Na poesia desta música parece estar o protótipo e a síntese de toda obra do Chico;- a busca do homem e da mulher da sua contra-parte feminina ou masculina, um diálogo constante entre anima e animus. Em toda sua obra, esse romance lírico é revelado nas tramas dos encontros e desencontros de amor, em alegóricos personagens da nossa cultura intra e intersubjetiva. 

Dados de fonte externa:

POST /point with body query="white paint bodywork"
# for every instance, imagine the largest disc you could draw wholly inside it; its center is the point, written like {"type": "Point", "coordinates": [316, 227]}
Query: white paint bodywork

Como um fotógrafo das almas ele vai revelando retratos, cenas interiores que compõem nossas buscas por uma unidade primordial, com a intensidade colorida dos nossos sentimentos mais verdadeiros, com o som e o movimento dos encontros e desencontros malemolentes, trágicos, mágicos, profanos e divinos entre o eu e o outro. O eu e o outro lado de mim ou o eu e outras partes de mim, o masculino e o feminino em suas várias faces e composições. 
"O que é que eu posso contra o encanto desse amor que eu nego tanto, evito tanto e que no entanto volta sempre a enfeitiçar, com seus mesmos tristes velhos fatos, que num álbum de retratos eu teimo em colecionar.." . 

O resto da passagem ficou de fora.